Is using Fama and French factors data screening dependent?

Question

Fama and French (1993) three factors are available in Kenneth French's data library. Some papers use them as they are provided there and others calculate them again. If Fama and French (1993) used some different data screening, for example by excluding more or less stocks, this would produce different factors.

My question is: is using these factors data screening dependent? In estimating multi-factor models, do I have to use exactly the same data screening as they do? Moreover, if I form industry portfolios, (calculating the industry portfolio excess return instead of the stock excess return) can I use the same factors or should I create new ones and why?

Answer 1

In general, it is always better to determine how the FF93 risk exposures are for your data. FF93 use a very comprehensive (read expensive) dataset, therefore it is very likely that your investable universe is different.

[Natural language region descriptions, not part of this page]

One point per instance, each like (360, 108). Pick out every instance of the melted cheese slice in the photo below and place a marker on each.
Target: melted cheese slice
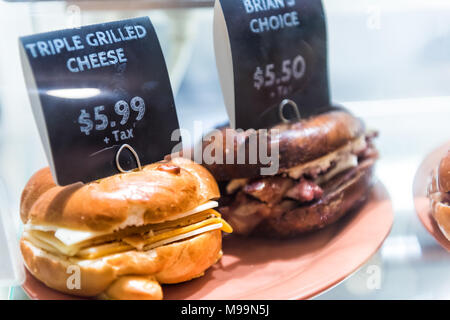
(72, 237)
(342, 154)
(158, 235)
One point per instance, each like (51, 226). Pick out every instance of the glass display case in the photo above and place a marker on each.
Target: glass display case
(388, 64)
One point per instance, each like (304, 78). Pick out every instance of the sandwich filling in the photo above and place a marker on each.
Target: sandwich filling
(247, 202)
(92, 245)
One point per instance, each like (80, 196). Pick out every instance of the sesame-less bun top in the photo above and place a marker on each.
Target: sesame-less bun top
(157, 193)
(444, 174)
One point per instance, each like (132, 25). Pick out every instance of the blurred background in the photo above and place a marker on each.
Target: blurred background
(389, 62)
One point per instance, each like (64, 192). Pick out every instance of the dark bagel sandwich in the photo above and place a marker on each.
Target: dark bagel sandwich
(325, 170)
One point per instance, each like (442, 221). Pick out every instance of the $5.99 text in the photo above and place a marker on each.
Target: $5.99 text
(100, 121)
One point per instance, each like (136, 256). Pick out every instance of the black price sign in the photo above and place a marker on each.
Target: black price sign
(268, 51)
(95, 89)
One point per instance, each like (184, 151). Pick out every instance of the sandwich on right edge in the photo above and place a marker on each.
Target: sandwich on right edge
(326, 166)
(439, 195)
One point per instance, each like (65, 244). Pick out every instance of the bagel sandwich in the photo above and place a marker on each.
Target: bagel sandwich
(439, 195)
(326, 165)
(126, 234)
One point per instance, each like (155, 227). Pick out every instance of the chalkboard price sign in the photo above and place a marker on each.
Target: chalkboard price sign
(94, 89)
(267, 52)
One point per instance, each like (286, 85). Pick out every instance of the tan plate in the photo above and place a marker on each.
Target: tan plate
(272, 269)
(421, 202)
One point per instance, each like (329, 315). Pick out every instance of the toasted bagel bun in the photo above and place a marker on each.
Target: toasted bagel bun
(344, 195)
(127, 275)
(155, 194)
(438, 193)
(444, 174)
(299, 142)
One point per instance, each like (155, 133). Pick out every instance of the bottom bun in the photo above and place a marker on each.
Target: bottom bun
(128, 275)
(341, 198)
(441, 214)
(439, 208)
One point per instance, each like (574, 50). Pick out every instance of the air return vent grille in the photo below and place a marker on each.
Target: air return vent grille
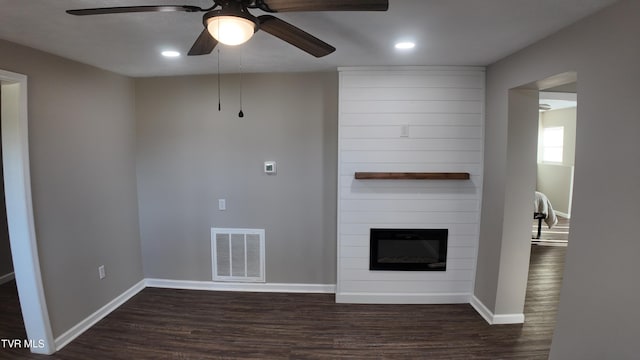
(237, 254)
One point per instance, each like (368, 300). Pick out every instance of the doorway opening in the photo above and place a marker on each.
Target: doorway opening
(554, 172)
(17, 184)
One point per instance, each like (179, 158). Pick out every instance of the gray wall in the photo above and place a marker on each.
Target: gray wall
(598, 316)
(190, 155)
(82, 152)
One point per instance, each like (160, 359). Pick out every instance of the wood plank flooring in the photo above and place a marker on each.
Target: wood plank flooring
(182, 324)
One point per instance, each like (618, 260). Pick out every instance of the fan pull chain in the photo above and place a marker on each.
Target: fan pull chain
(241, 114)
(219, 105)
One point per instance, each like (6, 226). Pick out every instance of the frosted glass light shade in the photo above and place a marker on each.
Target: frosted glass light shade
(231, 30)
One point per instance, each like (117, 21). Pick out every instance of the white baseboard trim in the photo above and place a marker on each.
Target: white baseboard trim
(406, 298)
(249, 287)
(84, 325)
(493, 319)
(7, 277)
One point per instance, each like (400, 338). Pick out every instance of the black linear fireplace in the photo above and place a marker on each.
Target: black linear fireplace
(408, 249)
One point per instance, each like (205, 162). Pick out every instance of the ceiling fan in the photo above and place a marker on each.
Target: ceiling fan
(230, 22)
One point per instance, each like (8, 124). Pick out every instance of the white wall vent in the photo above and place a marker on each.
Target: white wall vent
(237, 254)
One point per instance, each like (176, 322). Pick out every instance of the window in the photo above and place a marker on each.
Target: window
(552, 142)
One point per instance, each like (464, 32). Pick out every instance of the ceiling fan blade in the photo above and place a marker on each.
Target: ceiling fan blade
(205, 43)
(326, 5)
(295, 36)
(132, 9)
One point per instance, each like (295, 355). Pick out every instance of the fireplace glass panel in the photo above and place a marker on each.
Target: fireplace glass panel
(408, 249)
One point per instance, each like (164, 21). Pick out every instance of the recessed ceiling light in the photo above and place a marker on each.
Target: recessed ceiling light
(405, 45)
(170, 53)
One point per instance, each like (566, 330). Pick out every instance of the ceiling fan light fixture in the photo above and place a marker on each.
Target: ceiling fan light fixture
(231, 30)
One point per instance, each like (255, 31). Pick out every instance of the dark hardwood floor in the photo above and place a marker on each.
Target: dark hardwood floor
(182, 324)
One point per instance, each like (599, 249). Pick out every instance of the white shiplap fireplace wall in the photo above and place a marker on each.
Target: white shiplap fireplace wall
(409, 119)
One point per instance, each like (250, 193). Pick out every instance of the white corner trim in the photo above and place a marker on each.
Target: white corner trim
(84, 325)
(404, 298)
(7, 277)
(493, 319)
(482, 309)
(251, 287)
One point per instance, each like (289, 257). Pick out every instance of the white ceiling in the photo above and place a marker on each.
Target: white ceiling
(446, 32)
(557, 100)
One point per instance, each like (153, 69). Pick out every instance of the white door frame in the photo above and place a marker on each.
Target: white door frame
(22, 235)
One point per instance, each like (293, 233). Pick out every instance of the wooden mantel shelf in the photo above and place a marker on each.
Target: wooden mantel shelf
(410, 176)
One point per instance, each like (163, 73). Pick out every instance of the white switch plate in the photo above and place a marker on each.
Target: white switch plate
(270, 167)
(404, 130)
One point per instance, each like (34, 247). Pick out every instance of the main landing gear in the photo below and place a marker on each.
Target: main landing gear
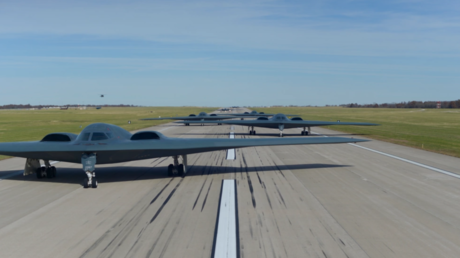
(46, 171)
(305, 132)
(177, 169)
(88, 160)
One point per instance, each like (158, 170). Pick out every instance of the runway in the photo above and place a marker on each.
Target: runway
(293, 201)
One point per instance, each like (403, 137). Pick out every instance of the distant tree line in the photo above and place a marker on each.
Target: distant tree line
(409, 104)
(28, 106)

In the case you're investigating a large stock universe such as the SP500 I would feel comfortable using the FF factors on Ken French's website. If this is not the case, say you also examine small stocks or other countries then the US I would determine the risk exposures for your dataset.

The risk premiums of the FF factors tend to be stronger among small stocks, thus indeed filtering and determining a minimum size does matter. For example, the UK (FTSE 1000) exhibits a large portion of small stock. I believe that FF08 exclude companies with a value of market equity less than $12.5 dollar. Best way to overcome this is to use proper break-points (equivalent of the NYSE breakpoint used by FF) and to employ value weighting instead of equal weighting.

Answer 2

The fama and french database is updated monthly relative to the asset universe available in the market at that point in time. The asset universe used in 1973 will not be the same as the one used in December of last year.

I would recommend using the five factor model FF(2014)

since portfolio theory assumes a linear positive relationship between CAPM beta of any stock and the market the answer to your question is no, it is not dependent. Keep in mind that the factor variables available are for US stocks only and will not work effectively for others.

If you wish to analyze the EU markets you can form regional based portfolios by using the average return of the largest EU indexes as the market portfolio, then long small cap and short large cap for SMB and long high B/M and short low B/M for the HML factor.